На пути в Дамаск. Опыт строительства православного мировоззрения | страница 173



Кто был в камере смертников, тот знает, что здесь постоянно ощущается чье-то присутствие. Я, например, раньше был совершенно чужд поэзии, не смог бы даже «любовь» и «кровь» срифмовать. А здесь у меня вдруг стали рождаться очень ритмичные рифмованные стихи. Я подумал, что их диктует человек, который сидел здесь до меня и уже расстрелян. И тут же сам себя одернул: чушь собачья. Я вообще был не склонен к мистике. И все-таки понял: мне не надо мешать тому, кто начал во мне говорить.

Однажды один человек мимоходом сказал мне: «Если Бог есть, вас не расстреляют». Как прокурор я прекрасно знал, что в моем случае помилования быть не может. И все-таки эта фраза целый месяц во мне звучала. Раньше я даже слова «Бог» не слышал, а теперь понял, что Он есть. Однажды я почти в истерике взмолился: «Господи, почему я Тебя ни когда не видел?» И услышал ответ: «Я всегда был рядом с тобой». Тогда в памяти у меня одна за другой начали всплывать ситуации, когда Бог меня явно спасал. Во всей своей жизни я ощутил непрерывное присутствие Божие…»


***


Мы беседовали с Вячеславом Николаевичем, кажется, часа четыре. Время вышло. Я встаю. Он – сияющий, радостный, выражает свое сожаление: «Вам вот с этого лучше было начинать». Да, я понимаю, что ему теперь интересно говорить только о Боге, о вере, о душе. Он очень рад, что к нему пришел человек, для которого все это так же важно, как и для него, досадно только, что до самого главного добрались лишь в конце и на него не хватило времени. На самом деле разговор нужен был именно такой. История духовного возрождения личности – совсем другая история, в его случае – весьма далекая от завершения, начинать разговор на эту тему, наверное, и не стоило.

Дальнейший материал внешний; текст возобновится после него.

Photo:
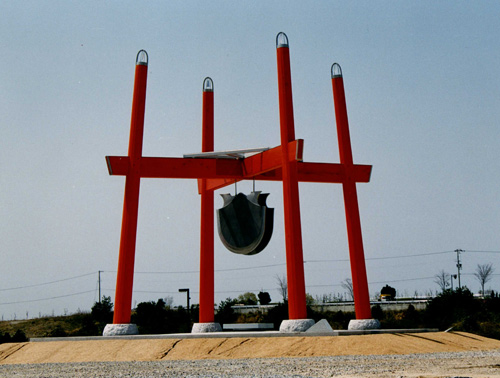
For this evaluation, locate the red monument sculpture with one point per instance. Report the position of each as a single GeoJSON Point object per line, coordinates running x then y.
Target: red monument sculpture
{"type": "Point", "coordinates": [282, 163]}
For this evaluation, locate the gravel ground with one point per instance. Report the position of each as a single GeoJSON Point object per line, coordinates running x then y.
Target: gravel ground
{"type": "Point", "coordinates": [464, 364]}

Говорят, что жизнь – не роман, который заканчивается свадьбой. Так же, если душа пришла к Богу, это ведь далеко еще не счастливый финал, это только начало тяжелого, сложного пути с непредсказуемым результатом. За Вячеслава Николаевича страшно. Он тут «варится в собственном соку» и неизвестно до каких еще «озарений» дойдет. Что будет с ним, с его душой, не собьется ли с пути, не ударится ли в какую-нибудь ложную «духовность»? Не знаю. Но ведь я и про себя этого не знаю. Знаю только, что он мой брат во Христе.

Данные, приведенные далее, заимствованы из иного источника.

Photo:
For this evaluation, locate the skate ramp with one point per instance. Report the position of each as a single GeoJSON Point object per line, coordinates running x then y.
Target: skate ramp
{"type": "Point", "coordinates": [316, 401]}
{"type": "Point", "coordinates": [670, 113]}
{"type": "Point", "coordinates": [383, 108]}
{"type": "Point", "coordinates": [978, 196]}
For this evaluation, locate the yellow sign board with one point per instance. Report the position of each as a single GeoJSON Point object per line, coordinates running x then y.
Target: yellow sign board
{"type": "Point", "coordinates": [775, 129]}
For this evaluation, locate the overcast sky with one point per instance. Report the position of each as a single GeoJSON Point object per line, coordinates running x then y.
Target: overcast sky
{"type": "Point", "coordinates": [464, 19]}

А ведь кажется мне удалось совершить поломничество в монастырь на острове Красном, на озере Новом. Раскаявшийся душегуб возобновил здесь монастырь, обратив свою камеру в келью, где он молится, размышляет, пишет, работает над очищением своей души – все, как положено в монастыре. И я, прикоснувшись к кошмару его души, в конечном итоге прикоснулся к благодати Божией, которая вернула его душу на путь истинный. Прикоснуться к благодати – не такова ли цель поломничества?